Examining the short-term interest rate expectations of the futures market:
|Month / Strike||Bid Price||Ask Price||Settl. Price||Net Change||Vol.|
|+ 11 AL||0.000||0.000||98.710||0.000||0|
|+ 11 MA||0.000||0.000||98.640||0.000||0|
|+ 11 JN||98.660||98.665||98.670||-0.005||17877|
|+ 11 SE||98.490||98.500||98.500||0.000||25173|
|+ 11 DE||98.310||98.320||98.310||0.000||32785|
|+ 12 MR||98.130||98.140||98.140||0.000||15601|
|+ 12 JN||97.950||97.970||97.960||-0.010||4616|
|+ 12 SE||97.770||97.790||97.790||0.000||945|
|+ 12 DE||0.000||97.640||97.610||-0.030||648|
The Japanese earthquake and general instability in the marketplace has driven the June futures up from 98.545 on March 1st to 98.66 today – which is pricing in a small chance that the Bank of Canada will increase interest rates on their May 31 interest rate announcement. It is far more likely that the short term rate will be 1%.

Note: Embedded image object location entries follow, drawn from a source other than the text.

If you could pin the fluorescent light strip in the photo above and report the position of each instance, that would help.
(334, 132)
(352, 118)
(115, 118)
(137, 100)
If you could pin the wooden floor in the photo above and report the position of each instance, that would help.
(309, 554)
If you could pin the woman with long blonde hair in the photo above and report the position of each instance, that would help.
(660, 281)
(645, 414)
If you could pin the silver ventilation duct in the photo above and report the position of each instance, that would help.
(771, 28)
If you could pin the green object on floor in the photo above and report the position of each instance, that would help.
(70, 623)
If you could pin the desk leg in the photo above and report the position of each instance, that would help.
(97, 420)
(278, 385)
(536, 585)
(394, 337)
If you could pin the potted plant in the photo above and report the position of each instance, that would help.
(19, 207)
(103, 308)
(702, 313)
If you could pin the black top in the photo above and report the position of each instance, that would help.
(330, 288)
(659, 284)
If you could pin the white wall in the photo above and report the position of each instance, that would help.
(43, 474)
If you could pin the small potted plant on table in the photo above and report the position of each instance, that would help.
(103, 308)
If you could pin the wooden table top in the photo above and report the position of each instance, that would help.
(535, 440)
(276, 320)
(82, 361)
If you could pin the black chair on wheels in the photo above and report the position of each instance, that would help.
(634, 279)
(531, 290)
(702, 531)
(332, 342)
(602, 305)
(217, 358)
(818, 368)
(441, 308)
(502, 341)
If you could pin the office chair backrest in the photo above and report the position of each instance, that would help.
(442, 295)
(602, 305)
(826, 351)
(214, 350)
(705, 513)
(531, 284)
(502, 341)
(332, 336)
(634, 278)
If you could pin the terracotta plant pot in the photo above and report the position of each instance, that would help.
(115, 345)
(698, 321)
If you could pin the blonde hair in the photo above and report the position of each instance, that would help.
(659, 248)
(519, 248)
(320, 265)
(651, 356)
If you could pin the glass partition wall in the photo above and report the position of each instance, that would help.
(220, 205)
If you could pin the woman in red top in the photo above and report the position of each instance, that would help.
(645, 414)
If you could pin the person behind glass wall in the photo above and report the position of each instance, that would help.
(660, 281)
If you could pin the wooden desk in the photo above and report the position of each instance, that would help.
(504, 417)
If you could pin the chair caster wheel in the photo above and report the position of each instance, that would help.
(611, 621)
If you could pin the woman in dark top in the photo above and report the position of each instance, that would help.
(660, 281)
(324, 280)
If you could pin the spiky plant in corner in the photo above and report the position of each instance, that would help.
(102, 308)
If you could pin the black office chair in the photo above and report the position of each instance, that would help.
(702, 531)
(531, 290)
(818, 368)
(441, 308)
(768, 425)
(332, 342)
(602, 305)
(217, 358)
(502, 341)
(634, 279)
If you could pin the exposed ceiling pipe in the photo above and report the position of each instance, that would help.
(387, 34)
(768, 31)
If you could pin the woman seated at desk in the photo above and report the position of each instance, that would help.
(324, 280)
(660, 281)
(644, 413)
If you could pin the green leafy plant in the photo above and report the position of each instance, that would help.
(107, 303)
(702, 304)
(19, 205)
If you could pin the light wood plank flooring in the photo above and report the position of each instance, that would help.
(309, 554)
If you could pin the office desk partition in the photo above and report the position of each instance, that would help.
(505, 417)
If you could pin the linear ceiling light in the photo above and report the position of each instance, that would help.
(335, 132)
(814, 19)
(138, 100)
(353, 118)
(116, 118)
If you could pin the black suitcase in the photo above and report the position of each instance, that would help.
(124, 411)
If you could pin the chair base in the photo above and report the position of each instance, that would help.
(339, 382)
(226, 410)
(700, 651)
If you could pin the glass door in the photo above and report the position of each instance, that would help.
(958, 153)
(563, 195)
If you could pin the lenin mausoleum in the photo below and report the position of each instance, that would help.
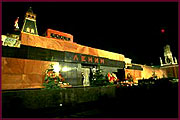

The futures still anticipate that the year-end short-term rate will be 1.5%, so it will be interesting to see if this comes to fruition. With reports of food inflation rising (primarily due to commodity price increases), the Bank may have to make an undesirable decision to raise interest rates to stem inflation, which would have an adverse effect on the economy and stock markets.
I stated earlier I do not expect the Bank of Canada to raise interest rates until 10-year government bonds go above 3.5%, and they are presently at 3.19%:
Notably, the Canadian 10-year bond is trading at a yield of 10bps less than the US 10-year note.